A machine learning-based approach to determine infection status in recipients of BBV152 (Covaxin) whole-virion inactivated SARS-CoV-2 vaccine for serological surveys

Prateek Singh et al. Comput Biol Med. 2022 Jul.

Abstract

Data science has been an invaluable part of the COVID-19 pandemic response with multiple applications, ranging from tracking viral evolution to understanding the vaccine effectiveness. Asymptomatic breakthrough infections have been a major problem in assessing vaccine effectiveness in populations globally. Serological discrimination of vaccine response from infection has so far been limited to Spike protein vaccines since whole virion vaccines generate antibodies against all the viral proteins. Here, we show how a statistical and machine learning (ML) based approach can be used to discriminate between SARS-CoV-2 infection and immune response to an inactivated whole virion vaccine (BBV152, Covaxin). For this, we assessed serial data on antibodies against Spike and Nucleocapsid antigens, along with age, sex, number of doses taken, and days since last dose, for 1823 Covaxin recipients. An ensemble ML model, incorporating a consensus clustering approach alongside the support vector machine model, was built on 1063 samples where reliable qualifying data existed, and then applied to the entire dataset. Of 1448 self-reported negative subjects, our ensemble ML model classified 724 to be infected.
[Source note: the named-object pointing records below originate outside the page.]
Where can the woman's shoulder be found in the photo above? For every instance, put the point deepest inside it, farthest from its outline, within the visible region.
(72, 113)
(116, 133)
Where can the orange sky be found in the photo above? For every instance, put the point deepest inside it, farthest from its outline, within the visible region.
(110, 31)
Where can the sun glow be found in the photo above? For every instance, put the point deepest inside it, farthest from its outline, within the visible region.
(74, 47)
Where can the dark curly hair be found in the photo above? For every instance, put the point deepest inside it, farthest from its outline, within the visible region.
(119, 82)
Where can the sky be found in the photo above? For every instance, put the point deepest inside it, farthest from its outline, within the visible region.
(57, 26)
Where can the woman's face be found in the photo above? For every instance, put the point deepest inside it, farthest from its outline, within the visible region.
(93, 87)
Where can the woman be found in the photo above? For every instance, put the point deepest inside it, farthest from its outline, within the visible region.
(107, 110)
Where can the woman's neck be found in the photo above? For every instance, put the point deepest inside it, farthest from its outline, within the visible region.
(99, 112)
For method validation, we determined the relative ability of a random subset of samples to neutralize Delta versus wild-type strain using a surrogate neutralization assay. We worked on the premise that antibodies generated by a whole virion vaccine would neutralize wild type more efficiently than delta strain. In 100 of 156 samples, where ML prediction differed from self-reported uninfected status, neutralization against Delta strain was more effective, indicating infection. We found 71.8% subjects predicted to be infected during the surge, which is concordant with the percentage of sequences classified as Delta (75.6%-80.2%) over the same period. Our approach will help in real-world vaccine effectiveness assessments where whole virion vaccines are commonly used.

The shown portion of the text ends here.